Gladbeck. Mehrere Ortsvereine haben sich zusammengeschlossen, NRW-weit sind die Umfragewerte schlecht. Warum SPD-Chef Dustin Tix dennoch nicht zweifelt

Die SPD in der Krise? Laut aktuellem NRW-Check kennen die Menschen im Land das Spitzenpersonal nicht mal mehr, und auch in Gladbeck haben sich jüngst mehrere Ortsvereine zu einem gemeinsamen Ortsverein Gladbeck-Nord zusammengeschlossen, da die einzelnen Ortsvereine zu wenig Mitglieder hatten. Die WAZ hat mit SPD-Chef Dustin Tix über die aktuelle Situation gesprochen.

Nachdem die SPD im Sommer 2022 bereits die Ortsvereine im Stadtsüden zusammengelegt hat, haben nun auch die Ortsverbände im Norden fusioniert. Geht es der SPD so schlecht?

Dustin Tix: Ich habe nicht den Eindruck, dass es uns schlecht geht. Aktuell ganz im Gegenteil. Wir haben gerade viele Neueintritte. Im ersten Quartal diesen Jahres sind wir mit 15 bis 20 Neueintritten ordentlich gewachsen. Wir sind jeden Samstag mit einem Infostand in der Innenstadt vertreten und da kommen viele Menschen auf uns zu, die sagen, dass sie sich engagieren möchten. Mein Eindruck ist, dass mehr Menschen jetzt die Notwendigkeit sehen, sich zu positionieren.

Dennoch haben sich die Ortsvereine zusammengeschlossen, da es nicht genügend Mitglieder gibt.

Die Zusammenschlüsse der Ortsvereine waren seit längerer Zeit überfällig. Wir haben schon 2016 als Jusos gefordert, die Strukturen zu überdenken, da die Ortsvereine geschrumpft sind. 2022 hatten wir noch neun Ortsvereine in Gladbeck, jetzt sind es noch drei. Ich habe aber das Gefühl, dass alle Ortsvereine sehr lebendig sind, es gibt viele Aktionen vor Ort. So aktiv können sie durch die Bündelung der Kräfte sein. Denn komplett tote Ortsvereine wiederzubeleben, das bringt es am Ende nicht. Wir möchten die Neumitglieder vielmehr in Strukturen bringen, die funktionieren. Dazu gehören auch regelmäßige Treffen. Mit der neuen Struktur sind wir jetzt überall komplett handlungsfähig. Das ist auch wichtig für die anstehende Europawahl.

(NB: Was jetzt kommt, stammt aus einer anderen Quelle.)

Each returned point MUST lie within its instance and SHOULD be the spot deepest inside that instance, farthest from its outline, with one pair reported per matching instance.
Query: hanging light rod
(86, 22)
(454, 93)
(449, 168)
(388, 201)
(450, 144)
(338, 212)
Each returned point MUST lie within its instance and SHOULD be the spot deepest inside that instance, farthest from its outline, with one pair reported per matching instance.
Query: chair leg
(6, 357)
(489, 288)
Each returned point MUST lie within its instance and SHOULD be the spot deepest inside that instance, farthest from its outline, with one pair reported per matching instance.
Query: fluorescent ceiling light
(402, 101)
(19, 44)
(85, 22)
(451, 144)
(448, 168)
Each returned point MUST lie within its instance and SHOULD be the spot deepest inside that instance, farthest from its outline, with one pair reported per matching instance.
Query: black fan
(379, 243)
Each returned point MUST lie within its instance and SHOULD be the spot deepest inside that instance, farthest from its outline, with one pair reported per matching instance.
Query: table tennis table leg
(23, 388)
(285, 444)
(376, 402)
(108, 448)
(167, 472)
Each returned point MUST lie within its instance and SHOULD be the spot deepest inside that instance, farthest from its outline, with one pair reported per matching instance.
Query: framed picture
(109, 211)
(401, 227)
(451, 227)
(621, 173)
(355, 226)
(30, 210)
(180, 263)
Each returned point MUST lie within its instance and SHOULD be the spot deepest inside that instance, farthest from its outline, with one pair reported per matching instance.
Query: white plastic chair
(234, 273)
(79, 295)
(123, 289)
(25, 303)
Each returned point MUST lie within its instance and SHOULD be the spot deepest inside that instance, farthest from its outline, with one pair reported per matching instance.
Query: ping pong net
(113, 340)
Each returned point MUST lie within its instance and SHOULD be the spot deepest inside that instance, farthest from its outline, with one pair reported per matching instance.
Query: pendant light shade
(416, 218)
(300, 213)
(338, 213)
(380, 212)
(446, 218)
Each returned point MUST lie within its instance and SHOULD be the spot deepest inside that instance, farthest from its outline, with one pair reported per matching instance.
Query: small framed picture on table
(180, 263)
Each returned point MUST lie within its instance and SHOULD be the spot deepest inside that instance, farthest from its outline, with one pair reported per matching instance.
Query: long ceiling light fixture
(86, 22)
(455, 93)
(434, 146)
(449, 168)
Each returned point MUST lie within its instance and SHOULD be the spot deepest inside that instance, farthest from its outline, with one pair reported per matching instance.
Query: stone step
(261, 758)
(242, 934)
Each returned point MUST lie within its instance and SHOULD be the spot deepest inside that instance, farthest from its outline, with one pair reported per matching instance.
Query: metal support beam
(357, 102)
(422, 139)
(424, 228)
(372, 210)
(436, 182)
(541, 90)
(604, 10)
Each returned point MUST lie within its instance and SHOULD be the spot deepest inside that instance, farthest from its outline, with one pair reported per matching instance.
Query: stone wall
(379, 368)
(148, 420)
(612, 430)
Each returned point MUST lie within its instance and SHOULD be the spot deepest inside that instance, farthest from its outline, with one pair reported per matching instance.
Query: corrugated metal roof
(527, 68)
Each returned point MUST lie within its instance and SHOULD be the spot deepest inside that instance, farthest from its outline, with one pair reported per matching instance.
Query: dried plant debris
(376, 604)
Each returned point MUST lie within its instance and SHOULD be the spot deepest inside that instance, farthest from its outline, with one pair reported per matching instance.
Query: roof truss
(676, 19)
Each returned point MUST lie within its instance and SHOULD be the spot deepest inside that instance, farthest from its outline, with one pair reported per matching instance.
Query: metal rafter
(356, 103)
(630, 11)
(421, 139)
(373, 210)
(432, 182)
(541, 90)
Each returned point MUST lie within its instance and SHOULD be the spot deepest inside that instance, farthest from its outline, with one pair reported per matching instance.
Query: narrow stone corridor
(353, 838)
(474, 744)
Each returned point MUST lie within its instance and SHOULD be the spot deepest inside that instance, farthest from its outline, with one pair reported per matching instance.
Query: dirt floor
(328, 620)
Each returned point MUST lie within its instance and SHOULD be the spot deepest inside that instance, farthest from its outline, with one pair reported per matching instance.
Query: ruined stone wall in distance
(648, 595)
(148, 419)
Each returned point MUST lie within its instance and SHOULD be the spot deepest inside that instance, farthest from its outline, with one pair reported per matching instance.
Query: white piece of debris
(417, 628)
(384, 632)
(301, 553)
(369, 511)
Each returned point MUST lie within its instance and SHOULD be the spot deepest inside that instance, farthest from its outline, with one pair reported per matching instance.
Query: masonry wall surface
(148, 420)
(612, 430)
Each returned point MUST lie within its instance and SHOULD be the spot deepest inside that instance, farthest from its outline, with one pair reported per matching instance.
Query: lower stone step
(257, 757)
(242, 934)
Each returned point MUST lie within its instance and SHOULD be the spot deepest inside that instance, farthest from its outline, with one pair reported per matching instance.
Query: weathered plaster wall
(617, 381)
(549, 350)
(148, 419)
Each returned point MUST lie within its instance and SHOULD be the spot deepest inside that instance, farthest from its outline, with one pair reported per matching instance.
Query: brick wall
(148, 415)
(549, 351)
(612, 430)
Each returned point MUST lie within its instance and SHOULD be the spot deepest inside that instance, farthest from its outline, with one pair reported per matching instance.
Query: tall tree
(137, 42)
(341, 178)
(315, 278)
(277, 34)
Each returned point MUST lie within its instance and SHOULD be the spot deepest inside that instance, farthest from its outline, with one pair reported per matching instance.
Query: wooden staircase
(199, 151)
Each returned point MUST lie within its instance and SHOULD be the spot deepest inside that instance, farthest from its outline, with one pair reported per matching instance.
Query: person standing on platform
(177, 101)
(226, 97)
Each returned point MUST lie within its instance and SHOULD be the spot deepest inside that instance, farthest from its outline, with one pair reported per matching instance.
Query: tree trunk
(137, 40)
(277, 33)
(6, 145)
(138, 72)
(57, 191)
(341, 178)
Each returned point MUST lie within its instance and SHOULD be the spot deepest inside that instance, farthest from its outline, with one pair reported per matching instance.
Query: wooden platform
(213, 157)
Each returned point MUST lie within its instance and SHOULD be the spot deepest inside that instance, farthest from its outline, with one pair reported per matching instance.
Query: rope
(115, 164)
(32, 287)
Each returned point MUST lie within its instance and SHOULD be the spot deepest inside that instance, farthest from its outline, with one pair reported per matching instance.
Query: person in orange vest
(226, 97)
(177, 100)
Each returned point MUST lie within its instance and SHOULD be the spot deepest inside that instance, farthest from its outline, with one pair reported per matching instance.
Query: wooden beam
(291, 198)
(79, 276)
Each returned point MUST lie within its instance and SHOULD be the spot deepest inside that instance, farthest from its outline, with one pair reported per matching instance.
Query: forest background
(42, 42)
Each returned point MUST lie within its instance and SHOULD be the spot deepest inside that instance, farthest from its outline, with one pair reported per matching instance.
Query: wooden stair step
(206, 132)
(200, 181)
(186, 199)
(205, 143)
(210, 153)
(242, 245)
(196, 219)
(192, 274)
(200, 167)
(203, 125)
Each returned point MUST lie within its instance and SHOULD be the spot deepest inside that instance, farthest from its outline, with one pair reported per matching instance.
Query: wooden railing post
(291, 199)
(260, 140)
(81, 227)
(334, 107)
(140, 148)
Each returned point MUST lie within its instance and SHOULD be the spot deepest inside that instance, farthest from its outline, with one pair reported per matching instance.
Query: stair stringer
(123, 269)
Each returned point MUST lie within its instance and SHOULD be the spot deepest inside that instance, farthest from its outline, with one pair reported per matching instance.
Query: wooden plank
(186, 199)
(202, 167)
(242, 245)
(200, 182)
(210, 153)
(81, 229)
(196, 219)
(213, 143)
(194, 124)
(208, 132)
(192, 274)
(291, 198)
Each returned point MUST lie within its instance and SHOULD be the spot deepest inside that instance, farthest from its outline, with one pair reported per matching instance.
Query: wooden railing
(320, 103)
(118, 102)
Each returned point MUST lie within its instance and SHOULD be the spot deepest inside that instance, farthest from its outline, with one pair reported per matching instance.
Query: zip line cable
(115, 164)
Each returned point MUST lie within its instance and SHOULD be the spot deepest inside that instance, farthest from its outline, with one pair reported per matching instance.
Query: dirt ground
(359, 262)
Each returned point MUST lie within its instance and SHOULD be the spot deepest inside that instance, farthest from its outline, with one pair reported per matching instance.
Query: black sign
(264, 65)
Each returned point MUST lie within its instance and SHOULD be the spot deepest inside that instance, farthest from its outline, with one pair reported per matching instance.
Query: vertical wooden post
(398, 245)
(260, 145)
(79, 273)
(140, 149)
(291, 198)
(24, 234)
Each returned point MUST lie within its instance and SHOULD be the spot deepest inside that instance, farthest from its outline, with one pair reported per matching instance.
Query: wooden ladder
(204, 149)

Wie wollen Sie es schaffen, die SPD neu zu beleben?

Wir sind aktuell gut belebt. Wir beanspruchen für uns, die aktivste Partei vor Ort zu sein. In den vergangenen zwei Jahren, in denen ich Vorsitzender bin, ist viel passiert. Wir haben Zukunftskonferenzen gemacht und uns nie gedrückt, kritische Themen anzusprechen. Zum Beispiel als es um die ZUE in Wittringen ging, haben wir eine Bürgerveranstaltung organisiert, zu der über 350 Menschen kamen.

Laut aktuellem NRW-Check hat Ihre Partei landesweit große Probleme, denn viele Menschen kennen das Spitzenpersonal gar nicht.

Das Problem haben wir in Gladbeck aber nicht. Wir haben eine Bürgermeisterin, die omnipräsent ist und eine hohe Transparenz in ihrer Arbeit hat. Auch die Ratsfraktion macht eine sehr solide Arbeit, trotz wechselnder Mehrheiten haben wir einen soliden Haushalt auf den Weg gebracht. Unsere Partei ist sehr umtriebig.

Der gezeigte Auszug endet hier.